Prokuratura Rejonowa w Lubartowie umorzyła śledztwo prowadzone z oskarżenia Prezesa Spółdzielni Mieszkaniowej Jacka Tomasiaka, który oskarżał Jerzego Zwolińskiego – Burmistrza Lubartowa, o sprowadzenie niebezpieczeństwa na mieszkańców w związku z wyłączeniem oświetlenia na terenach należących do SM. Postępowanie miało charakter wyjaśniający i prowadzone było „w sprawie”.

Wymiana dokumentów i pism dotyczących problemu z oświetleniem, prowadzona jest między miastem a spółdzielnią od kilku lat. Z chwilą gdy stanowisko prezesa spółdzielni objął Jacek Tomasiak – opozycyjny w stosunku do burmistrza radny miejski – sprawa nabrała charakteru politycznego. Z wymiany korespondencji w tej sprawie, którą urząd publikuje na swojej stronie internetowej wynika, że prezentowana przez burmistrza chęć polubownego załatwienia problemu – pomimo próśb, gróźb i apeli – nie znajduje akceptacji u władz SM. Umowa partycypacyjna, którą burmistrz proponuje nieustannie, a która miałaby określić zasady i stopień uczestnictwa w kosztach za oświetlenie miasta za energię pobieraną przez lampy umiejscowione na terenach spółdzielczych, nie dochodzi do skutku.
    Jacek Tomasiak jest jednym z inicjatorów referendum w sprawie odwołania burmistrza Jerzego Zwolińskiego.
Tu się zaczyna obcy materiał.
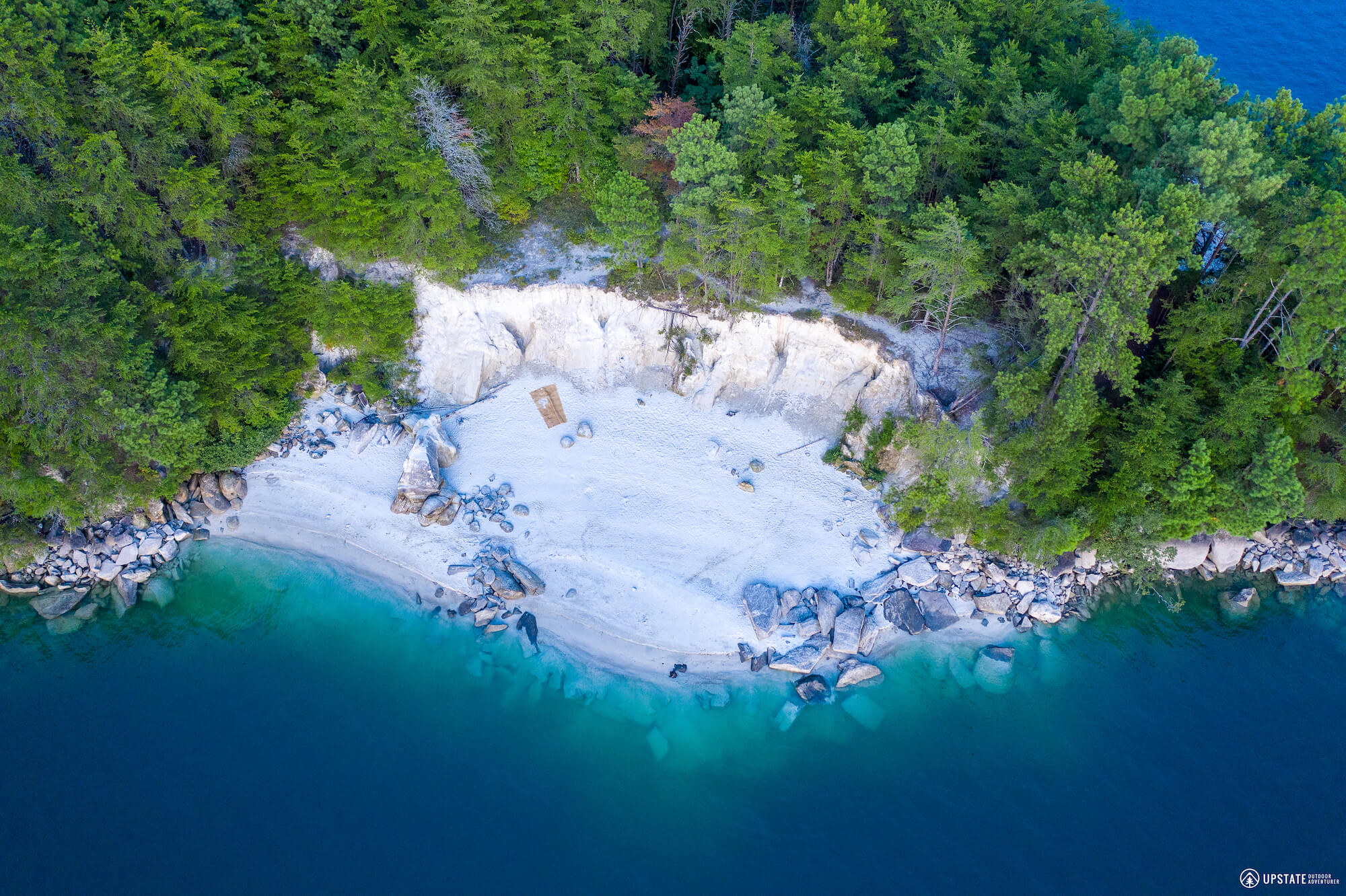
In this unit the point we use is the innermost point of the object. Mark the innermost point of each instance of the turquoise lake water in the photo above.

Na bezsens organizacji tego typu referendum w roku wyborczym i niekorzystne konsekwencje dla miasta w związku z jego organizacją, zwraca uwagę wiele środowisk politycznych z terenu Lubartowa. Wydaje się, że „twarde” stanowisko spółdzielni w sprawie oświetlenia ma związek z tym referendum. Negatywne nastroje związane z wyłączeniem oświetlenia ułatwiały zbieranie podpisów.
    Na tym wszystkim cierpią jednak mieszkańcy terenów spółdzielczych, którzy mają dość politycznych „harców” prowadzonych ich kosztem. Opublikowany przez nich w zeszłym tygodniu list, żądający od Zarządu Spółdzielni natychmiastowego włączenia oświetlenia wskazuje na to, że część spółdzielców zdaje sobie sprawę z tego, kto w rzeczywistości odpowiada za wyłączenie oświetlenia na terenach spółdzielczych. Miejmy nadzieję, że świadomość ta dotrze również do tych, którzy wprowadzeni w błąd jednostronną informacją, podpisywali listy w sprawie odwołania burmistrza i odpowiednio ocenią działania jego inicjatorów.  Powstaje też pytanie w jakim stopniu zarząd i rada nadzorcza takiego podmiotu jakim jest spółdzielnia, może angażować się w działania prowadzone na koszt mieszkańców, a charakterystyczne i przynależne organizacjom oraz partiom politycznym?